Best result: 15750.17 for {'model__learning_rate': 0.1, 'model__max_depth': 3, 'model__min_child_weight': 0.0001, 'model__n_estimators': 400}


## 8. Generate test predictions

After tuning some hyperparameters, it's time to go over the modeling process again to make predictions on the test set. We'll define our final model based on the optimized values provided by *GridSearchCV*.

In [32]:
# Define final model
final_model = XGBRegressor(n_estimators=400, 
                           max_depth=3, 
                           min_child_weight=0.0001, 
                           learning_rate=0.1, 
                           verbosity=0, 
                           random_state=0
                           )

# Create a pipeline
final_pipeline = Pipeline(steps=[('preprocessor', preprocessor),
                                 ('final_model', final_model)
                                 ])

# Fit the model
final_pipeline.fit(X_train, y_train)

# Get predictions on the test set
final_prediction = final_pipeline.predict(X_test)

## 9. Submit your results

We're almost there! The machine learning modeling is done, but we still need to submit our results to have our score recorded.

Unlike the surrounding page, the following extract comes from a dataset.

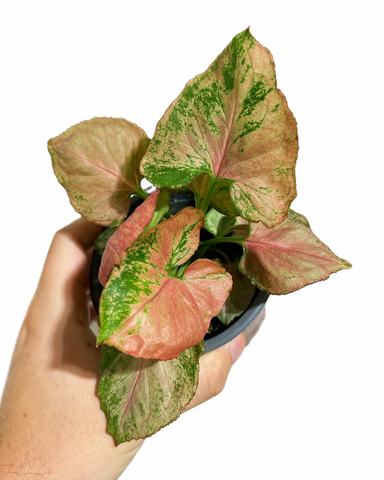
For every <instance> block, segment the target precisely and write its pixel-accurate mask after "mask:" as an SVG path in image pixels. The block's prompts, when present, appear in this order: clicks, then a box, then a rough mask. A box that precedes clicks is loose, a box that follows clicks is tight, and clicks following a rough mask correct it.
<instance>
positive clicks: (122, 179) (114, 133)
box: [48, 117, 149, 226]
mask: <svg viewBox="0 0 384 480" xmlns="http://www.w3.org/2000/svg"><path fill="white" fill-rule="evenodd" d="M148 144H149V139H148V137H147V135H146V133H145V132H144V130H142V129H141V128H140V127H138V126H137V125H135V124H134V123H131V122H128V121H127V120H124V119H123V118H105V117H103V118H97V117H95V118H93V119H92V120H87V121H84V122H81V123H78V124H77V125H75V126H73V127H71V128H69V129H68V130H67V131H65V132H64V133H62V134H61V135H59V136H58V137H55V138H52V139H51V140H49V142H48V151H49V153H50V154H51V158H52V166H53V170H54V172H55V175H56V177H57V179H58V180H59V182H60V183H61V185H62V186H63V187H64V188H65V189H66V191H67V193H68V196H69V199H70V202H71V204H72V206H73V208H74V209H75V210H76V212H78V213H80V215H82V216H83V217H84V218H86V219H87V220H91V221H92V222H95V223H98V224H99V225H105V226H118V225H120V223H121V222H122V221H123V220H124V218H125V217H126V215H127V212H128V210H129V205H130V195H131V194H132V193H134V192H135V191H136V190H138V189H139V184H140V180H141V178H142V176H141V174H140V172H139V165H140V161H141V159H142V158H143V155H144V154H145V152H146V150H147V148H148Z"/></svg>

This step is quite simple. We need to create a `.csv` file containing the predictions. This file consists of a DataFrame with two columns. In this case, one column for "Id" and the other one for the test predictions on the target feature. 


In [45]:
# Save test predictions to .csv file
output = pd.DataFrame({'Id': X_test.index,
                       'SalePrice': final_prediction})
output.to_csv('submission.csv', index=False)

## 10. Join the competition

Finally, we just need to join the competition. Please follow the steps below, according to Kaggle's instructions. 

*   Start by accessing the [competition page](https://www.kaggle.com/c/home-data-for-ml-course) and clicking on **Join Competition**.
*   In your Kaggle notebook, click on the blue Save Version button in the top right corner of the window.
*   A pop-up window will show up. Select the option **Save and Run All** and then click on the blue Save button.
*   A new pop-up shows up in the bottom left corner while your notebook is running. When it stops running, click on the number to the right of the **Save Version** button. You should click on the **ellipsis (...)** to the right of the most recent notebook version, and select **Open in Viewer**. This brings you into view mode of the same page.
*   Now, click on the **Output** tab on the right of the screen. Then, click on the blue **Submit** button to submit your results to the leaderboard.

After submitting, you can check your score and position on the [leaderboard](https://www.kaggle.com/c/home-data-for-ml-course/leaderboard).

![kaggle_img004](https://github.com/rmpbastos/data_science/blob/master/img/kaggle_img4.jpg?raw=true)






## Conclusion

This article was intended to be instructive, helping data science beginners to structure their first projects on Kaggle in simple steps. With this straightforward approach, I've got a score of **14,778.87**, which ranked this project in the Top 7%.

After further studying, you can go back on past projects and try to enhance their performance, using new skills you've learned. To improve this project, we could investigate and treat the outliers more closely, apply a different approach to missing values, or do some feature engineering, for instance.

My advice to beginners is to keep it simple when starting out. Instead of aiming at the "perfect" model, focus on completing the project, applying your skills correctly, and learning from your mistakes, understanding where and why you messed things up. The data science community is on constant expansion and there's plenty of more experienced folks willing to help on websites like Kaggle or Stack Overflow. Try to learn from their past mistakes as well! With practice and discipline, it's just a matter of time to start building more elaborate projects and climb up the ranking of Kaggle's competitions.